Being as the creative presence of now—fully inhabiting your body, mind, and spirit in the current moment. - 06:18 – What is Becoming
Becoming as the movement of desire and growth—our yearning to grow into what we are not yet. - 09:30 – Interconnection, Not Sequence
Why being and becoming aren’t linear stages—but live in constant, cyclical relationship. - 17:11 – The Problem with Arrival
The cultural obsession with “finishing” and future-fixing—and how it cuts us off from creative aliveness. - 21:42 – Practices for Being
Free writing, walking without destination, deep listening—practical tools to access the creative present. - 25:20 – Exercises for Integration
A writing prompt to explore your being and becoming using the five senses and intuitive awareness. - 29:01 – Poetic Closing: “The Egg and the Seed”
A reflective poem on the mysteries of the present moment and the creative urge. - 31:45 – Final Thoughts
Creativity as the dance between presence and transformation—between the egg of now and the seed of next.
Links
- OrnaRoss.com – Free planning tools, creative inspiration, and community.
- GoCreative! Patreon – Membership options and exclusive resources.
Practices to Explore Being & Becoming
1. Free Writing with the Five Senses
Set a timer for 15 minutes. Describe your current moment using sight, sound, touch, taste, and smell.
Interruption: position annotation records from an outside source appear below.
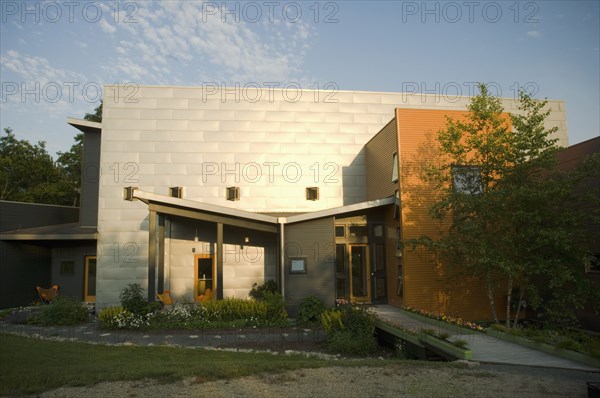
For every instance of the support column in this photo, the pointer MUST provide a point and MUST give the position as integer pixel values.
(152, 256)
(161, 254)
(219, 261)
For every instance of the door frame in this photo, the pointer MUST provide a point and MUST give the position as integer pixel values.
(86, 298)
(367, 273)
(214, 269)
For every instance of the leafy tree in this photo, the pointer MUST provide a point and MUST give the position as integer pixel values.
(97, 115)
(70, 165)
(513, 218)
(27, 172)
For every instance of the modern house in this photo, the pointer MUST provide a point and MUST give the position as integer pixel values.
(189, 188)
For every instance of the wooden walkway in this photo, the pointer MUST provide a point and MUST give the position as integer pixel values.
(485, 348)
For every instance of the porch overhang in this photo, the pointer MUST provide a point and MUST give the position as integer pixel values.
(207, 212)
(71, 231)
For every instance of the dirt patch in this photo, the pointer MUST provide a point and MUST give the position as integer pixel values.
(397, 380)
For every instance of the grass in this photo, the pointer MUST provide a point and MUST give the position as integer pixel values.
(30, 366)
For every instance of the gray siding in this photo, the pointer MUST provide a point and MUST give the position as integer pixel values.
(71, 285)
(315, 240)
(379, 153)
(18, 215)
(90, 180)
(22, 268)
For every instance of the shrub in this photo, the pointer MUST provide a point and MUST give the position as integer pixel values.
(350, 330)
(132, 299)
(108, 317)
(258, 291)
(332, 321)
(310, 311)
(62, 311)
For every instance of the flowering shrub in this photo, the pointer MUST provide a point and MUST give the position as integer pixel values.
(445, 318)
(350, 330)
(229, 312)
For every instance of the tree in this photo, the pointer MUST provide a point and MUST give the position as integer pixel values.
(71, 162)
(97, 115)
(27, 172)
(513, 218)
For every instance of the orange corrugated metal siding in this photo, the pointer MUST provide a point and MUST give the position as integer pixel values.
(426, 280)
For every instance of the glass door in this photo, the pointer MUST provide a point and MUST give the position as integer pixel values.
(360, 273)
(89, 280)
(204, 275)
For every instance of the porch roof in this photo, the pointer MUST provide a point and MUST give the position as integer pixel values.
(192, 209)
(85, 126)
(71, 231)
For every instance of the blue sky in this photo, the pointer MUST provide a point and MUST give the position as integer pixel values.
(54, 56)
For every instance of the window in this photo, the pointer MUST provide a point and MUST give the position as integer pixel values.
(128, 193)
(466, 179)
(67, 267)
(395, 168)
(312, 193)
(298, 265)
(397, 206)
(398, 242)
(176, 192)
(358, 231)
(233, 193)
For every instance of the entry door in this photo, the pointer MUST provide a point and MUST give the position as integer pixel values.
(89, 280)
(204, 275)
(360, 273)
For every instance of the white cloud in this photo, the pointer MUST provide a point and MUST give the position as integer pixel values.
(108, 28)
(176, 38)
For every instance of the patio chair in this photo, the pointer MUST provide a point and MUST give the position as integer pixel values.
(207, 296)
(48, 295)
(165, 298)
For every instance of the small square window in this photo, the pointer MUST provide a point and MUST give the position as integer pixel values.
(358, 231)
(176, 192)
(298, 265)
(67, 267)
(128, 193)
(466, 179)
(233, 193)
(312, 193)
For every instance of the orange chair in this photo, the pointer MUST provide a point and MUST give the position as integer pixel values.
(47, 295)
(207, 296)
(165, 298)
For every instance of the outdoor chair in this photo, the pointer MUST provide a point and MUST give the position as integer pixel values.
(47, 295)
(207, 296)
(165, 298)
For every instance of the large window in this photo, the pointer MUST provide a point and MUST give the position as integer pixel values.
(466, 179)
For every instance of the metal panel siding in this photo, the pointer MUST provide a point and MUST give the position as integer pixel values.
(90, 180)
(315, 240)
(426, 282)
(379, 154)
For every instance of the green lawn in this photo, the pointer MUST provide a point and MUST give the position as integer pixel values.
(30, 365)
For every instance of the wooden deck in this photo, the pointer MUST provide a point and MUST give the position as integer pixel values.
(484, 348)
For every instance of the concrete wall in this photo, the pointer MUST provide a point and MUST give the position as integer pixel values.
(243, 263)
(269, 143)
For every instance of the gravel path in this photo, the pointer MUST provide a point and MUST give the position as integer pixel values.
(397, 380)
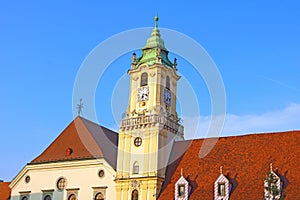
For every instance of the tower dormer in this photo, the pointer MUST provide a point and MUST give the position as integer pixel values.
(222, 187)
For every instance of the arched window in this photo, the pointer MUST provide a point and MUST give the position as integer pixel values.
(47, 197)
(99, 196)
(72, 197)
(134, 195)
(168, 82)
(222, 187)
(135, 168)
(144, 79)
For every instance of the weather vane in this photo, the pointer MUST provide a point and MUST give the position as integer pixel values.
(79, 107)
Then ask: What am I becoming?
2. Walk Without Destination
Take a walk simply for the sake of movement and sensation—no goal, no productivity. Just presence.
3. Listen Without Opinion
In conversation, especially with differing views, practice noticing your thoughts while choosing to simply listen.
4. Inner Gaze Practice
Pause in a joyful moment and think: “Look at me, right now.” Turn your awareness inward and allow the fullness of the moment to register.
5. Intuition Check-In
After a creative session, ask: What wants to happen next? Let your inner knowing—not your task list—guide the next step.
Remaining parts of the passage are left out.